Blue and coastal workforce: A successful OCAP will build out a green and blue labor force with the skills and capacity to rewire the systems of our society for a regenerative future. As such, key metrics for success should include equitable access to lucrative careers, job training and just benefit sharing to the communities protecting and regenerating our ecosystems.
Technical Groundwork
Policy, Governance & Permissions: Establish clear policy guidelines and governance framework to shepherd ocean climate action from theory into practice, create a path for public procurement and investment in climate-positive products and ocean based carbon removal, establish incentives between climate-aligned industries (e.g. alkaline rock mining and ocean alkalinity enhancement) and others.
Emissions Avoidance: R&D funding and pilot permitting for a diverse set of ocean energy pathways (including innovations in offshore wind, wave and tidal energy), ocean-based materials (including seaweed, green cement, etc.)
Funding for research and demonstration projects to improve the efficacy, safety, monitoring and public understanding of oCDR.
Streamlined permitting Establish clear pathways for permitting (e.g.
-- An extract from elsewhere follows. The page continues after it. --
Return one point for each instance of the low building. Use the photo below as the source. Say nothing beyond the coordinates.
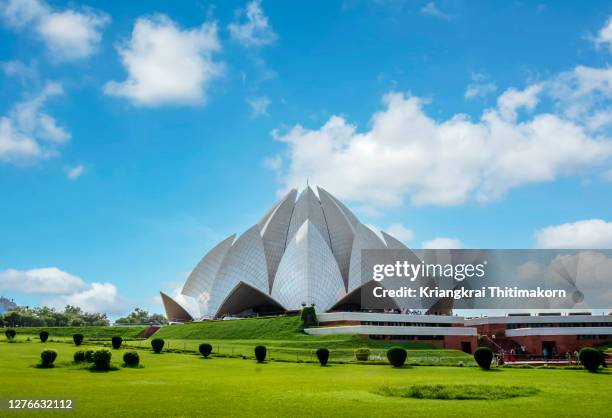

EPA Ocean Dumping Research Permit) to accelerate funding for scientific experiments, specifically:
Cross-agency collaboration to accelerate project approvals.
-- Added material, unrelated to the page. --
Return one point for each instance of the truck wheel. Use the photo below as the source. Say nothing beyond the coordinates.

Accelerate and expand permitting (and allow sub-permitting) for oCDR pilots in situ testing of ocean-based methods for capturing and storing CO2, including a map of potential, prioritized and (then, subsequently) permitted areas for testing.
Create pre-permitted experimental zones.
Authorize existing regulatory bodies with responsibility for any given area to grant flexibility for initial tests.
Consider BOEM to lease some GOM blocks for biomass sinking
Require government agencies to view oCRD projects through the lens of probable future ocean degradation without large scale CDR.
Empower, fund or mobilize a rigorous scientific body to develop international consensus on oCDR MRV and apply principles to emerging projects & pilots.
Co-location of oCDR with existing infrastructure:
Offshore Wind: The anticipated 30 GW of offshore wind capacity by 2030 creates a massive opportunity to leverage curtailment and off-peak electricity to power oCDR and other carbon removal projects co-located with OSW infrastructure.
Decommissioned Oil & Gas: Programs for the safe decommission of offshore oil and gas infrastructure and upgrading for renewable energy, aquaculture or direct ocean capture purposes.
Wastewater treatment, desalination, and other ocean outfalls: Wastewater infrastructure has a high potential synergy with ocean alkalinity enhancement, as do coastal power cooling systems, fisheries outfalls, and similar. Desalination plants produce brine, a key input to certain oCDR methods.
Coastal City Wastewater Infrastructure: Global cities will absorb a projected 2 billion additional citizens by 2050, creating enormous pressure on city infrastructure. The US OCAP can avoid costly infrastructure breakdowns by investing early in R&D programs that improve technology and system design of wastewater treatment plants, pumping systems and nutrient treatment. Integrating ocean alkalinity enhancement features into water treatment plants can lower overall costs and enhance the local ocean ecosystem.
Restoration Tech: Fund a broad and bold R&D agenda to dramatically expand efforts towards lower cost, higher efficacy and AI-enabled monitoring of ecosystem restoration efforts along our coasts. Nature-based solutions and restored, well-monitored ecosystems have the potential to remove 7 Gt of the 23Gt Co2 annually that we need to track towards 1.5° C.